Die Unterlagen zeigen jedoch, dass die Bundesregierung auf höchster politischer Ebene auf eine Zusage der US-Regierung für ein No-Spy-Abkommen drängte - ohne Erfolg. Die öffentlichen Aussagen über das Angebot der US-Seite stützten sich offenbar allein auf die Gespräche am 5. August in Washington mit den Chefs der US-Geheimdienste.

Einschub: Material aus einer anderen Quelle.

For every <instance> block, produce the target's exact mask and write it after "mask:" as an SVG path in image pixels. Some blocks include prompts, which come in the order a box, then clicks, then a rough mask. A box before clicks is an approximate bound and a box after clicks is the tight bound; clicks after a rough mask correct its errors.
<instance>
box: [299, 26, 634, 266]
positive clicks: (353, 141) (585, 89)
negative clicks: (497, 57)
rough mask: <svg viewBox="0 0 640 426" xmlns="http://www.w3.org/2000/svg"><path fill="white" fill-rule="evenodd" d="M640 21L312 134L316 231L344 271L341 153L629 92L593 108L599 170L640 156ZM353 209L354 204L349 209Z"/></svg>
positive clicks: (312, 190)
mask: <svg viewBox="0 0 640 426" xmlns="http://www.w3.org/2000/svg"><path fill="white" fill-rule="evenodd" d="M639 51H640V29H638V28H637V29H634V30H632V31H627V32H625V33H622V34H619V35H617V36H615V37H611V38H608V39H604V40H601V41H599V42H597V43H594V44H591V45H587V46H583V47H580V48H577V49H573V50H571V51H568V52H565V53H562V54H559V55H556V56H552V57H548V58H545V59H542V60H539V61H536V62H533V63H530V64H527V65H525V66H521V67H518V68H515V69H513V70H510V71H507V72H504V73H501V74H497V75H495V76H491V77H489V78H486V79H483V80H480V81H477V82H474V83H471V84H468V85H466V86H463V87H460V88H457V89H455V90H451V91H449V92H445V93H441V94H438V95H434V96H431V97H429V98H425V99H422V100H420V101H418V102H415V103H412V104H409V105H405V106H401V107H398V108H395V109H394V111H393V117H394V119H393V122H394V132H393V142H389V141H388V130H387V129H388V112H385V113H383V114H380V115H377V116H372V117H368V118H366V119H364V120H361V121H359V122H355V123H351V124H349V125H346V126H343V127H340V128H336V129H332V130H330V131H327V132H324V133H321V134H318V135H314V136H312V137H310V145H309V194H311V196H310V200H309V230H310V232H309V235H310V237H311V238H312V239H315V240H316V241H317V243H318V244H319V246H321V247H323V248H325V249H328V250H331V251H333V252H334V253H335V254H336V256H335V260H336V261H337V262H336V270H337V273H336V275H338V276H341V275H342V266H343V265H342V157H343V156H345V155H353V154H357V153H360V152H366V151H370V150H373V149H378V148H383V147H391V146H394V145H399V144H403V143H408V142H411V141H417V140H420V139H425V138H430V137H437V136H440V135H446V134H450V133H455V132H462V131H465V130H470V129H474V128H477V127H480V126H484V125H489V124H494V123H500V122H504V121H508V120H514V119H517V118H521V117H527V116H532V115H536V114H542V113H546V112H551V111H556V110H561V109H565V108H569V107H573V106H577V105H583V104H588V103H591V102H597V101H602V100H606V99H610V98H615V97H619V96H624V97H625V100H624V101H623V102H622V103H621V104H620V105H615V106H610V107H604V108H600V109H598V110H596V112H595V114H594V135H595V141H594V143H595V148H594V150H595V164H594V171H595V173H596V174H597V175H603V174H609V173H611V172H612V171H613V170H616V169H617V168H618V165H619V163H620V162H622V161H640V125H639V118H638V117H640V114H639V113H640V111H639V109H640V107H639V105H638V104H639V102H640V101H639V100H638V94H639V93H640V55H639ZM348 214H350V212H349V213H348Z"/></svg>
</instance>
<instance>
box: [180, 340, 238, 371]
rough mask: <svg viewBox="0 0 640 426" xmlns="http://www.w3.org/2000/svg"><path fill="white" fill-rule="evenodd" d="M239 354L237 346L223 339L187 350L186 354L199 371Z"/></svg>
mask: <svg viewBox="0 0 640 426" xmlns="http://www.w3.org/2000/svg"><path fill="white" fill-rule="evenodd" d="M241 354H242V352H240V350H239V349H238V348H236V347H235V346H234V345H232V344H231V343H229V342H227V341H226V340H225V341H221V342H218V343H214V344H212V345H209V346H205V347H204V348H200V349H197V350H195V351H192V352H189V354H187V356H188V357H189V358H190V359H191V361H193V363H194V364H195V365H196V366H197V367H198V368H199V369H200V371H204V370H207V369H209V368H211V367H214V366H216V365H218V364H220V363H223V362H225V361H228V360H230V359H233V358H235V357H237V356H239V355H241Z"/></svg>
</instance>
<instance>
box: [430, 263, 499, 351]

Unterschiedliche Aufassungen über Gespräche in Washington

Die neuen Unterlagen aus dem Kanzleramt machen auch deutlich, dass es unterschiedliche Auffassungen über dieses Treffen der deutschen Delegation mit den Geheimdienst-Vertretern in Washington gegeben hat. Der Leiter der Geheimdienst-Abteilung im Bundeskanzleramt, Günter Heiß, fasste die Ergebnisse des Gesprächs in einer Vorlage für die Bundeskanzlerin zusammen. Darin heißt es, NSA-Chef Alexander sei bereit, "eine Zusicherung abzugeben, dass auf deutschem Boden jederzeit deutsches Recht respektiert werde." Er wolle insoweit eine beidseitige Erklärung erzielen. "Über das 'Ob' müsse allerdings die Politik entscheiden."

Diese Bereitschaft zu einer "Zusicherung" findet sich jedoch in einem Protokoll, die ein Mitarbeiter des BND verfasst hat, nicht wieder. Dort ist lediglich von einer "Bildung einer Arbeitsgruppe zur Erarbeitung eines Abkommens" die Rede. So etwas könne sich der Chef der US-Geheimdienste, James Clapper, vorstellen. Er könne darüber aber "keine ad hoc-Entscheidung treffen, da es eine politische Entscheidung sei."

In einem Punkt waren sich aber beide demnach einig: Die Entscheidung über ein No-Spy-Abkommen lag nicht bei den Geheimdiensten, sondern im Weißen Haus. Und von dort kam nie ein positives Signal in Richtung Berlin.